US v. Christopher James Gill (11th Cir., 7/27/17): The Difference a Gun Can Make. Enhancement for Possession of Multiple Guns.

In this criminal appeal, Gill challenges the district court’s determination that he was in possession of 8 unlawful firearms, instead of 7.  He was charged with felon in possession of a firearm pursuant to USC §922(g)(1).  Under the Guidelines, that offense is enhanced based on the actual number of firearms possessed.  If the offense involves possession of 8-24 firearms, then the offense level is enhanced by 4 levels.  If the offense involved “only” 3-7 firearms, then there’s a 2 level enhancement.

Gill argued that one of his firearms was manufactured in Florida (where he resided) and there was no evidence it had moved in interstate or foreign commerce.  He argued that the firearm must have a nexus with interstate or foreign commerce for the possession of it to be unlawful under 18 USC §922(g).  The Court responded that Gill’s interpretation is, in fact, true, but that the statute requires only that Gill’s possession of each pistol be “unlawful,” not that it be unlawful under federal law.  The Court adopted the same interpretation of this provision as the 7th Circuit:

We agree with the Seventh Circuit that a firearm may be counted under §2K2.1(b)(1) if state law prohibited the defendant from possessing it, even if federal law did not.  See United States v. Jones, 635 F.3d 909, 919-20 (7th Cir. 2011); cf. United States v.

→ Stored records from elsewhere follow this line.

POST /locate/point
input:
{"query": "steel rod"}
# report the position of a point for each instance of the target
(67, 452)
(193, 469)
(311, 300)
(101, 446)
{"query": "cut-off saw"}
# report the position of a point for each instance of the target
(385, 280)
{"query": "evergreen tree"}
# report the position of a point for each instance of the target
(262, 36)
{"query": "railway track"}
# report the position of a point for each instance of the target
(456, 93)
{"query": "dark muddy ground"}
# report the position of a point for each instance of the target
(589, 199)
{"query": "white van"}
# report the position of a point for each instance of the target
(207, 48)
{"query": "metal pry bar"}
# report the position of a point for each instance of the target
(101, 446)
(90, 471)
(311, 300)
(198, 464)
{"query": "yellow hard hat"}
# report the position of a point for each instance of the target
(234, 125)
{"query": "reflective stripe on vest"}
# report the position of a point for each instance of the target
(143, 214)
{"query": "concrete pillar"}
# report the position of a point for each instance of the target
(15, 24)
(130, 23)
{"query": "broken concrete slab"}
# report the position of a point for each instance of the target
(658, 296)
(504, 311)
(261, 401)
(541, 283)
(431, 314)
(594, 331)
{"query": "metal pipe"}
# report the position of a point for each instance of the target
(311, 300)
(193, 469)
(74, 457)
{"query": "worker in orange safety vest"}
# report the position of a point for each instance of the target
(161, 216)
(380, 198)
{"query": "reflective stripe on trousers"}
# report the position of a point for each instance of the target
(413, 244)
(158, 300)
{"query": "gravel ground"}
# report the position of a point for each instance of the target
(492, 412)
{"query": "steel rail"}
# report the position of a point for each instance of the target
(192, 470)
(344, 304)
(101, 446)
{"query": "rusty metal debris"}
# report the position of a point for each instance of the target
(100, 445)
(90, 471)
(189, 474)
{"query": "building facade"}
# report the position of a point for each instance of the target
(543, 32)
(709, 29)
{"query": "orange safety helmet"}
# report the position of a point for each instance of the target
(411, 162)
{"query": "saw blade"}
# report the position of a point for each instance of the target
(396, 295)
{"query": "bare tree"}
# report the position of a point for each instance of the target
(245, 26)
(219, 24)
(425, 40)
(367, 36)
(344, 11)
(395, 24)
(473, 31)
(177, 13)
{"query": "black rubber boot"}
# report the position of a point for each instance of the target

Griffith, 584 F.3d 1004, 1013 (10th Cir. 2009) (agreeing with four other circuits that conduct can be counted as relevant conduct under the sentencing guidelines if it is criminalized by state law).  A firearm that is illegal only under state law does not count for §922(g) purposes, but it does count for sentencing purposes.

The Court concluded there was enough evidence in the record to support the conclusion that Gill’s possession of the 8th gun was illegal under Florida state law (even though the State didn’t actually make this argument in the court below).  Exercising its authority to affirm the district court’s judgment on any ground supported by the record, it did so here.